In this issue of PLoS Biology, William Fairbrother et al. investigated the functionality of these putative ESEs. If they are functional, the authors reasoned, then mutations that disrupt them would be selected against—that is, these mutations would tend to be discarded—in the human genome.

To this end Fairbrother et al. developed a computational method, which they call VERIFY (for “variant elimination reinforces functionality”), to evaluate the selective pressure on ESEs. They took advantage of a public database of all single nucleotide polymorphisms (DNA changes at a single point) within the human genome and compared them to the chimpanzee genome; this allowed the authors to infer the identity of the ancestral gene (or allele). By determining which allele is ancestral and which is the variant, the researchers could then distinguish the mutations that created ESEs from mutations that disrupted ESEs.

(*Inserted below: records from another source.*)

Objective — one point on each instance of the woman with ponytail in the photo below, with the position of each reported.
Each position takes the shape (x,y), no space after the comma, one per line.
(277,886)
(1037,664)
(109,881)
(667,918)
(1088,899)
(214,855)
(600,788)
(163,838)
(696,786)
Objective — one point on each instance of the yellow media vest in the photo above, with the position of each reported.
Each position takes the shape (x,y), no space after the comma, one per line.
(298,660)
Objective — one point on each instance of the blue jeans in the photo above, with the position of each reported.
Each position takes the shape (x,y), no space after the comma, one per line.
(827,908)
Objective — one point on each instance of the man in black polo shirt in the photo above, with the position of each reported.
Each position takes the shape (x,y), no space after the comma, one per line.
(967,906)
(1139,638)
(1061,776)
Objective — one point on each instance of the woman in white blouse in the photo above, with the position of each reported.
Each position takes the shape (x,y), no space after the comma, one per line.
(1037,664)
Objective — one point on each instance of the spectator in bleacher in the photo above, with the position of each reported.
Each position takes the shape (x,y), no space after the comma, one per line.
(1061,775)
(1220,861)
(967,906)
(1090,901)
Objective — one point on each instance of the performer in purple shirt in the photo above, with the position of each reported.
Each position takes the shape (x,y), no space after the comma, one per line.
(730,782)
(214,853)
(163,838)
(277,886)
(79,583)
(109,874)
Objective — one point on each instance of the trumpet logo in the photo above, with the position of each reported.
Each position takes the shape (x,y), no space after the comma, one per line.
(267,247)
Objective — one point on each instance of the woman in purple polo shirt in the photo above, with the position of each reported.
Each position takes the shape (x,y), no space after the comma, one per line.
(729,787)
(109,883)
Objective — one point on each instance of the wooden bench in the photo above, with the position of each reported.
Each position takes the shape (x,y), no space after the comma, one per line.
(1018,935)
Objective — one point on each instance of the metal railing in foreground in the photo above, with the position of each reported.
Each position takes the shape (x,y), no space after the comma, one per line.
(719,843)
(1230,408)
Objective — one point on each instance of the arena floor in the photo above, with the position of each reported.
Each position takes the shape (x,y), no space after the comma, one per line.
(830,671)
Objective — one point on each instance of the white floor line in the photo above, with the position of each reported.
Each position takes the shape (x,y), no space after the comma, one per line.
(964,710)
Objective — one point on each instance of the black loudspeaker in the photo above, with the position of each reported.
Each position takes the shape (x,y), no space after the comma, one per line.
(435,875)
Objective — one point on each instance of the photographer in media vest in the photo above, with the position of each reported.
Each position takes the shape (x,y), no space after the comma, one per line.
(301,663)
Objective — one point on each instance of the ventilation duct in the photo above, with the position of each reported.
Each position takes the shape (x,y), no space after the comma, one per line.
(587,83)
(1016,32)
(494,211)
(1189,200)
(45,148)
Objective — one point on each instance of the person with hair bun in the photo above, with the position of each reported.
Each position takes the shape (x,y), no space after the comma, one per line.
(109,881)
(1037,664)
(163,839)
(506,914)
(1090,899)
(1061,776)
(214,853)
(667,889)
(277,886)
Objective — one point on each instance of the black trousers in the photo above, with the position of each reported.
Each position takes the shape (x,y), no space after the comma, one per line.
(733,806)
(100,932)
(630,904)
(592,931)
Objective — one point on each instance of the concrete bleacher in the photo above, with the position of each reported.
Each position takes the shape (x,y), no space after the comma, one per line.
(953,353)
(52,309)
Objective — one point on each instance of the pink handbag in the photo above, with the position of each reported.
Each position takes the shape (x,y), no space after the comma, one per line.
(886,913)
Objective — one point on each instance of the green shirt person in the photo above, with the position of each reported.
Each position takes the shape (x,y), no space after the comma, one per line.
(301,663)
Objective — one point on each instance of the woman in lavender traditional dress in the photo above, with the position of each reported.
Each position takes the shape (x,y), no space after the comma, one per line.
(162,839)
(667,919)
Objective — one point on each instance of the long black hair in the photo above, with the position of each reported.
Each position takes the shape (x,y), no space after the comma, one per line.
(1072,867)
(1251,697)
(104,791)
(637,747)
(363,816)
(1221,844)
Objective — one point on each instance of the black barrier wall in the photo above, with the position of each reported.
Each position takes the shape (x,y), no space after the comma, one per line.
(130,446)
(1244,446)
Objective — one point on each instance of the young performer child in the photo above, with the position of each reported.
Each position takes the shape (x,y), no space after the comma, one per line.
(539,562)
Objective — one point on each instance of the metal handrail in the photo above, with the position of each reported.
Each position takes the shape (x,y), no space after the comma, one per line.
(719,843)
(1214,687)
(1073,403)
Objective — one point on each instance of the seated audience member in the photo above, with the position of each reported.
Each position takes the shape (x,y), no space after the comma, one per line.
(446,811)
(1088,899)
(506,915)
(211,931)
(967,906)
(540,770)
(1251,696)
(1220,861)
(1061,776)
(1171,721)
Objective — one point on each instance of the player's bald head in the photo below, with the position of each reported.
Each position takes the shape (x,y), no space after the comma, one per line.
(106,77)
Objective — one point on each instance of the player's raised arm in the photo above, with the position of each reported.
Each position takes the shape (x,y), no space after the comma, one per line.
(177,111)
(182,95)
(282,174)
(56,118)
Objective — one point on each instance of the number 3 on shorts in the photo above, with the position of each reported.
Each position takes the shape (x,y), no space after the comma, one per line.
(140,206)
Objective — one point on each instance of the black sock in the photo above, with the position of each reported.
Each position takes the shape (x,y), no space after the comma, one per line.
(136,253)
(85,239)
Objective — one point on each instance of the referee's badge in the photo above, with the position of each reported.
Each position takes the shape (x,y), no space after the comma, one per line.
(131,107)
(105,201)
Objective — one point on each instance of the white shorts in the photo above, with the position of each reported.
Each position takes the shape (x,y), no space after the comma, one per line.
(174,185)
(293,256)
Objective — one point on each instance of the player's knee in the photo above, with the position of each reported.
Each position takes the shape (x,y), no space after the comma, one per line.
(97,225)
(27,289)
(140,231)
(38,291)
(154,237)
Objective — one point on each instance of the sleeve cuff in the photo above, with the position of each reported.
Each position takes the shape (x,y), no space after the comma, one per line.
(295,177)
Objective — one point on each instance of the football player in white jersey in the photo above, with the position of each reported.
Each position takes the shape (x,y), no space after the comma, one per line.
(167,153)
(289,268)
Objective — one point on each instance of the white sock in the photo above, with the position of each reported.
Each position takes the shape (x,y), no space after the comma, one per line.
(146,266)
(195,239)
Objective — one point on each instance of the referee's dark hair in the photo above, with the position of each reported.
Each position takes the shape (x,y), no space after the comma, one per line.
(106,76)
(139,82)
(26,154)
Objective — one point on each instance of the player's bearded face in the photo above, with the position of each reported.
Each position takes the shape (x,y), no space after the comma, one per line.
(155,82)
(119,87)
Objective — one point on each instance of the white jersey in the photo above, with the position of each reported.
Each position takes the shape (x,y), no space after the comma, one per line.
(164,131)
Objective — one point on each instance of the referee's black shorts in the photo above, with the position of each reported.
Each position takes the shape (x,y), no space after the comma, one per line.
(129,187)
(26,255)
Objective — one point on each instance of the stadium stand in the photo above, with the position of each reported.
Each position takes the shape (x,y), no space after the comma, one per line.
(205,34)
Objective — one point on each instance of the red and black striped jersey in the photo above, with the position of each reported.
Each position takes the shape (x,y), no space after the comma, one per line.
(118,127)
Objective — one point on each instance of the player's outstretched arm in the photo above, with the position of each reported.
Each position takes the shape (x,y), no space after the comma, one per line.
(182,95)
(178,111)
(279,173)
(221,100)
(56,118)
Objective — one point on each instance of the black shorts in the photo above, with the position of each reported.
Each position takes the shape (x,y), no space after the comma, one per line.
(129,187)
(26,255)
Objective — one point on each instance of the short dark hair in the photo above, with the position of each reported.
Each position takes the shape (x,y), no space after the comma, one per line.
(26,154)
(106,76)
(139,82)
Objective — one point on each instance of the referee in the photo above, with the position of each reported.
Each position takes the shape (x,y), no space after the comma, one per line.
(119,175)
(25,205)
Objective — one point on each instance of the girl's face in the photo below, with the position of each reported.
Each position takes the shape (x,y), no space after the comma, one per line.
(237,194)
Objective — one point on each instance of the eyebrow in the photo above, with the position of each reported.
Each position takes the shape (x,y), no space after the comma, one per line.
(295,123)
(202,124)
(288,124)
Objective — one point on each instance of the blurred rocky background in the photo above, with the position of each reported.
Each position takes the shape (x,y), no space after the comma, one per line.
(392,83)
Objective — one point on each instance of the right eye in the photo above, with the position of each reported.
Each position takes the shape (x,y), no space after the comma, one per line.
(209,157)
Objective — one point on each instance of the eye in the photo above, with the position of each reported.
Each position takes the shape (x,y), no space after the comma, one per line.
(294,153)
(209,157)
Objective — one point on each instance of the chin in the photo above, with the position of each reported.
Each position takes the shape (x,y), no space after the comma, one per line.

Mutations that altered or disrupted ESEs were under-represented, leading the authors to conclude that predicted ESE sequences evolve under a more stringent level of selection than exonic sequences with no predicted ESEs. This selective pressure was greater for predicted ESEs located near the splice signals than for ESEs that were located within the exon. This result was consistent with experimental findings that ESE strength diminishes with distance from the splice site.

As more vertebrate genomes are sequenced and the public database of single nucleotide polymorphisms continues to grow, this type of computational method will become increasingly valuable. It can help confirm the functionality or role of candidate regulatory elements thought to control various aspects of gene expression, and in so doing, offer insights into the complex machinations required to maintain the healthy operation of the human genome.